VoIP and data applications competing for bandwidth result in poor network performance

SAN JOSE, CALIF., SEPTEMBER 12, 2005 Network General today released survey findings that revealed that the management of VoIP is causing enterprise IT serious difficulty.  Nearly half of IT managers surveyed discovered that both VoIP and data applications were frequently competing for bandwidth, resulting in degradation of overall network performance.

The Network General survey, conducted by leading industry research firm Enterprise Management Associates, polled senior IT executives in 100 companies across North America actively involved in VoIP deployments.  The survey focused on companies using VoIP as their primary voice communication system (nearly 60 percent of respondents), and about 50 percent of those have been using VoIP for more than a year.

As businesses deploy VoIP and other vital applications, they are faced with poor application performance.  Business critical applications, such as VoIP, CRM and ERP, sit on the network and compete for bandwidth, said Vice President Dennis Drogseth, Enterprise Management Associates.  To solve this problem, businesses need to invest in enterprise network and application performance monitoring and analysis solutions so they can determine the performance impact of these data applications on VoIP, and vice versa.
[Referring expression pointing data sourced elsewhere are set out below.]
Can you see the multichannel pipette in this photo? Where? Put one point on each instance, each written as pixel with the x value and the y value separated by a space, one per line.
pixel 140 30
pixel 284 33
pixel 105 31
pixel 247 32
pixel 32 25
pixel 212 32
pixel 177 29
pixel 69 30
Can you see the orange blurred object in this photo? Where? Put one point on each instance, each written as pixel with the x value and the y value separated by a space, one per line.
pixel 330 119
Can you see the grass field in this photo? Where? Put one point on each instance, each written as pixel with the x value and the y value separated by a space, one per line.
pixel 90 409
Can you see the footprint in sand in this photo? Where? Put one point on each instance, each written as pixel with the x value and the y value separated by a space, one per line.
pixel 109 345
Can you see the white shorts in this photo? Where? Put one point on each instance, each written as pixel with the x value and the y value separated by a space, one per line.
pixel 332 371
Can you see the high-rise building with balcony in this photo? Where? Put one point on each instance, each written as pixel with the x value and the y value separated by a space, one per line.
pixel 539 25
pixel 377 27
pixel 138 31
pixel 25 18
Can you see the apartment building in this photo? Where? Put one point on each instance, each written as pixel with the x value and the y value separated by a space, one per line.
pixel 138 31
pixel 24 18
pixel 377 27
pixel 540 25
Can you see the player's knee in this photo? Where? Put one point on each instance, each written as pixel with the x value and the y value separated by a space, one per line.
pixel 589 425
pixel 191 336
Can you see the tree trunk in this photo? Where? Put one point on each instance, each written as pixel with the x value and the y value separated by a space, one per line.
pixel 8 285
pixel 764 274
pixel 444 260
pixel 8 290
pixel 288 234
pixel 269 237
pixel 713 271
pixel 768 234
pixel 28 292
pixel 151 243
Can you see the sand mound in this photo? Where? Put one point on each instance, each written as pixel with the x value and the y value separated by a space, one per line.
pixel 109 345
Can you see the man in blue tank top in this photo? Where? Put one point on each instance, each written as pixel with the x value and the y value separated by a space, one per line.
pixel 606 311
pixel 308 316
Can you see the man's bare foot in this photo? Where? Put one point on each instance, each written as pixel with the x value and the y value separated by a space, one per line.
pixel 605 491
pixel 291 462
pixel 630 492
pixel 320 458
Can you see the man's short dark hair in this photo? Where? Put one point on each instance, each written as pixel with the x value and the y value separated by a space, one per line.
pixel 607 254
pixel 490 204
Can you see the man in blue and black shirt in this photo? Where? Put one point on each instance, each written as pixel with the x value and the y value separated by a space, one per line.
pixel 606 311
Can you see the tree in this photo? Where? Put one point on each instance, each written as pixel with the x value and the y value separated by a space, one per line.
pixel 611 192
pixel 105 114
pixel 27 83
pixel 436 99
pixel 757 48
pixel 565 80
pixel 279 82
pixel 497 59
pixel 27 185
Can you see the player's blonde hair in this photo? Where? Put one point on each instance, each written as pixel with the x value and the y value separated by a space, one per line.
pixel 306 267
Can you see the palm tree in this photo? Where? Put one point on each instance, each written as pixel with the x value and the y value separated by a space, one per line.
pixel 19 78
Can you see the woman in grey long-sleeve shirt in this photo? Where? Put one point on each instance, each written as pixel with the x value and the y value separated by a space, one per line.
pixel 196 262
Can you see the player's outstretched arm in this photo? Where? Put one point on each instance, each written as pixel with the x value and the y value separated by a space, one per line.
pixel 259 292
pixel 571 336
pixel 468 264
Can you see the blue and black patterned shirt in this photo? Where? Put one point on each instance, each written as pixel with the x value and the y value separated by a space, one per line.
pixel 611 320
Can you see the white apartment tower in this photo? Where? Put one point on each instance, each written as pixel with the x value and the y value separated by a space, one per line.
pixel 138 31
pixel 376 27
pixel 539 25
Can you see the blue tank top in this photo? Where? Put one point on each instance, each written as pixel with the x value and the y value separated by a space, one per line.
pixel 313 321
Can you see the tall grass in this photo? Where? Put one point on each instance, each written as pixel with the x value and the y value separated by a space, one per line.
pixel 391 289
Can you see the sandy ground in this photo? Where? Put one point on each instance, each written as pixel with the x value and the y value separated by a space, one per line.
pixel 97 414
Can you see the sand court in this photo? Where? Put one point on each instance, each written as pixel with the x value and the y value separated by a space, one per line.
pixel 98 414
VoIP management solutions must be able to proactively identify how well networks carrying both voice and data traffic are operating, and where potential problems lie, before they affect a companys ability to conduct business over the phone.  

The quality of network traffic and security are the primary concerns for businesses that have deployed VoIP solutions. Businesses used to be focused on how VoIP would reduce costs; now IT managers are thinking about how VoIP will affect network traffic and the performance of existing applications, said EVP Ken Boyd, Product Management, Network General.  Once this hurdle is overcome, the industry will see rapid adoption of full-scale VoIP deployments in the enterprise.

With nearly two decades of experience in network management, Network General uniquely understands the challenge of managing converged voice/data networks.   Network Generals Sniffer Voice solution:

  • Identifies VoIP users and service components, such as call managers, gateways and IP phones.
  • Monitors VoIP activity, performance, real VoIP data flow and VoIP service degradation.
  • Measures the interaction of VoIP and non-VoIP applications, leveraging Network Sniffer Application Intelligence, an add-on module for Sniffer Distributed that provides a business-centric view into network applications and reduces risks associated with the deployment and maintenance of key applications.  Network General solutions also measure the performance degradation of VoIP from non-VoIP applications.
  • Manages real-time VoIP performance with notifications and alarms for problematic VoIP calls.
  • Resolves VoIP call control and voice/video transport quality issues.

Since the majority of IT managers surveyed indicated they are bound to VoIP service level agreements (SLAs), its no surprise that nearly 90 percent of them confirm that VoIP performance monitoring, analysis, and reporting capabilities are either critical or very important to ensure continued optimal performance of VoIP across the extended enterprise. 

In fact, application problems are the single largest source of downtime for corporate networks.  Businesses constantly complain of inexplicable outages, frustrating lag times and the inability of applications to support multiple end users. As a result, they often pay service-level agreement (SLA) penalties that sometimes exceed $20,000 a month.  

To avoid these SLA penalties, an increasing number of companies are relying on network and application performance management tools to improve application availability and performance and enforce service-level agreements (SLAs).